車の空気量を知る:可動プレート式エアフローメーター

車の空気量を知る:可動プレート式エアフローメーター

車のことを知りたい

先生、「可動プレート式エアフローメーター」って、空気の流れを板みたいなので測るんですよね?

車の研究家

そうだね。空気の入口に板があって、空気の流れの強さで板が動いて、その動きの大きさで空気の量を測るんだよ。

車のことを知りたい

でも、今はあまり使われていないって書いてあります。どうしてですか?

車の研究家

それはね、車の揺れで板が動いてしまって正確に測れないのと、壊れやすいという欠点があったからなんだ。今は、熱で空気の量を測る方式が主流になっているんだよ。

可動プレート式エアフローメーターとは。

自動車の部品である「動く板を使った空気量計」について説明します。これは、空気の通り道に支えられた板を置いて、その板の前後の圧力差がほぼ一定になるように板を回します。そして、その回転角度から空気の流量を測る仕組みです。電子制御で燃料を噴射する装置が使われ始めた頃は、吸気管の中の圧力を、アネロイド型(空っぽの容器型)の計器を使って測っていました。その後、排気ガス再循環装置が普及するにつれて、この動く板を使った空気量計が使われる時期もありました。しかし、車の揺れによる誤作動や、壊れやすさ、信頼性の問題があったため、今では熱線を使った空気量計が主流となっています。

空気の流れを測る仕組み

空気の流れを測る仕組み

車は動かすために、空気と燃料を混ぜて燃焼させる必要があります。その際、空気の量を正確に知ることが、燃費を良くしたり、排気ガスをきれいにしたりするためにとても重要です。空気の量を測る部品の一つに、可動羽根式空気流量計というものがあります。

この部品は、空気の通り道に薄い板状の羽根が設置されています。この羽根は、空気の流れによって動くようになっています。羽根は片方の端が固定されていて、もう片方の端は自由に動くようになっています。空気が流れると、羽根は空気の力によって押し動かされます。この羽根の動きの角度を測ることで、空気の流量を計算しているのです。空気の流れが強いほど、羽根の回転角度は大きくなります。

羽根の動きは、ばねによって調整されています。空気の流れが強いと羽根は大きく動きますが、ばねの力によって動きすぎないように調整されます。空気の流れが止まると、ばねの力によって羽根は元の位置に戻ります。この羽根の回転角度を電気信号に変換することで、エンジンの制御装置は空気の量を正確に把握することができます。

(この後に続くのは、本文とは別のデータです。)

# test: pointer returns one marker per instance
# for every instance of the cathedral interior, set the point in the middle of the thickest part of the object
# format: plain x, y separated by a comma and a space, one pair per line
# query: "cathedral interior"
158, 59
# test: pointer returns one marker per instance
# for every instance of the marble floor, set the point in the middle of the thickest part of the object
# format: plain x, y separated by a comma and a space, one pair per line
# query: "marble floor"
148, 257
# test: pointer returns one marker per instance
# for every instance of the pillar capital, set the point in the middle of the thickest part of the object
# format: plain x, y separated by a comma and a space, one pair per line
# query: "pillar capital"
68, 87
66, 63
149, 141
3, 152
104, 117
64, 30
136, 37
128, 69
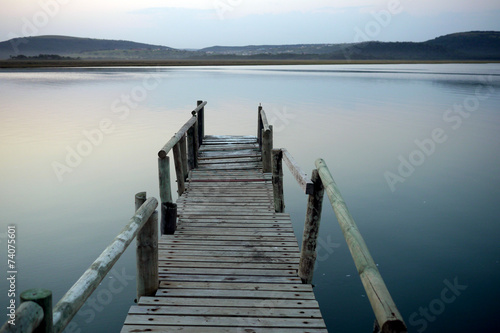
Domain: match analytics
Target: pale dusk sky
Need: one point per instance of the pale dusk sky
(203, 23)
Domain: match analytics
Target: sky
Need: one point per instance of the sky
(201, 23)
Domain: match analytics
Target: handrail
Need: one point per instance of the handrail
(265, 123)
(176, 138)
(184, 144)
(29, 316)
(183, 130)
(300, 176)
(74, 299)
(265, 140)
(388, 317)
(36, 312)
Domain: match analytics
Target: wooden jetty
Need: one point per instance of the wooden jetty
(227, 259)
(231, 265)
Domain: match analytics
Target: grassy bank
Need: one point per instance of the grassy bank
(185, 62)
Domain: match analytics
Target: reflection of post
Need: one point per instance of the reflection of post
(259, 128)
(43, 298)
(179, 168)
(267, 147)
(386, 312)
(279, 200)
(201, 123)
(164, 179)
(147, 253)
(183, 148)
(311, 230)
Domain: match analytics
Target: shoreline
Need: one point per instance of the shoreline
(20, 64)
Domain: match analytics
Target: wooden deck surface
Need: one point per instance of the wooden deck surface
(232, 264)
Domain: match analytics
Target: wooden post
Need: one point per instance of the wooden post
(279, 199)
(267, 147)
(164, 179)
(183, 148)
(311, 230)
(179, 169)
(386, 312)
(168, 218)
(191, 148)
(43, 298)
(147, 253)
(259, 127)
(196, 140)
(29, 315)
(74, 299)
(201, 123)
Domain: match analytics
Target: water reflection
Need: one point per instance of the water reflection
(441, 222)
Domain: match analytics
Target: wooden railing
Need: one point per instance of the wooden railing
(184, 144)
(36, 312)
(388, 318)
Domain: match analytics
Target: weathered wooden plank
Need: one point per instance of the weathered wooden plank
(234, 293)
(239, 286)
(216, 329)
(232, 264)
(226, 311)
(236, 265)
(169, 257)
(230, 278)
(251, 303)
(228, 248)
(248, 254)
(228, 146)
(300, 176)
(236, 238)
(225, 271)
(225, 321)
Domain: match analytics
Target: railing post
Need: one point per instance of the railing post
(201, 123)
(164, 179)
(259, 128)
(43, 298)
(193, 143)
(184, 159)
(311, 230)
(179, 168)
(168, 208)
(147, 253)
(168, 218)
(28, 316)
(386, 312)
(279, 200)
(267, 147)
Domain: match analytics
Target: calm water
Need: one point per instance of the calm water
(415, 150)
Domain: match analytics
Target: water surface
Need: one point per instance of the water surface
(436, 225)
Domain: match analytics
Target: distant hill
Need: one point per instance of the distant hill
(474, 45)
(69, 46)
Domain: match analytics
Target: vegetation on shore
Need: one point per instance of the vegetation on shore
(52, 51)
(186, 62)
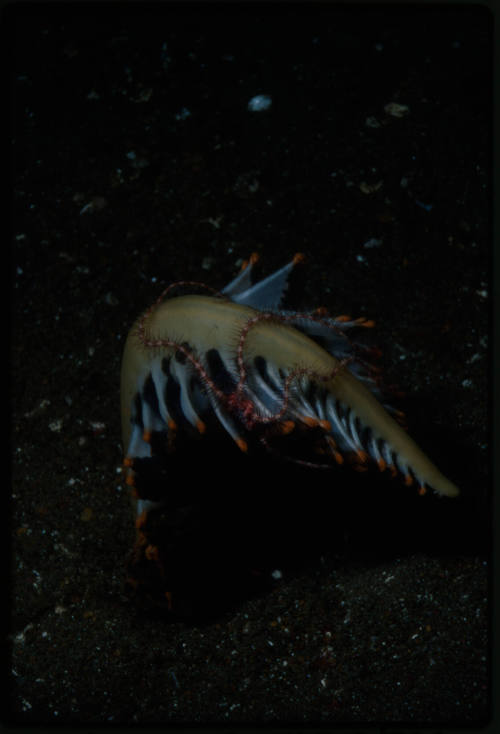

エンジン制御装置は、空気の量に合わせて最適な燃料の量を計算し、燃料噴射装置に指示を出します。これにより、エンジンは常に最適な状態で燃焼を行うことができ、燃費の向上や排気ガスの浄化に繋がります。また、近年の自動車では、より精密な制御を行うために、空気の温度や圧力も同時に測定し、空気の密度を計算することで、さらに正確な空気量を把握しています。これにより、様々な運転状況下でも、常に最適な燃焼状態を維持することが可能になっています。

かつての主流

かつての主流

かつて、自動車のエンジンにどれだけの空気が入っていくかを正確に測ることは、とても重要な技術でした。燃料噴射装置が電子制御になるにつれて、空気の量をきちんと把握することで、より効率の良い燃焼、つまり燃費の向上や排気ガスの減少につながるからです。その空気量を測る装置として、最初は吸気管の中の圧力を測る方法が主流でした。吸気管とは、エンジンに空気を送り込むための管のことです。この方法は、空気が少ないと圧力が低くなるという単純な仕組みを利用したものでした。しかし、排気ガスの一部を再びエンジンに戻す排気ガス還流装置(EGR)が普及し始めると、状況が変わりました。EGRは排気ガスに含まれる有害物質を減らすための優れた技術でしたが、吸気管の中の圧力を複雑に変化させてしまうという問題がありました。圧力の変化が複雑になると、空気の量を正確に測ることが難しくなってしまいます。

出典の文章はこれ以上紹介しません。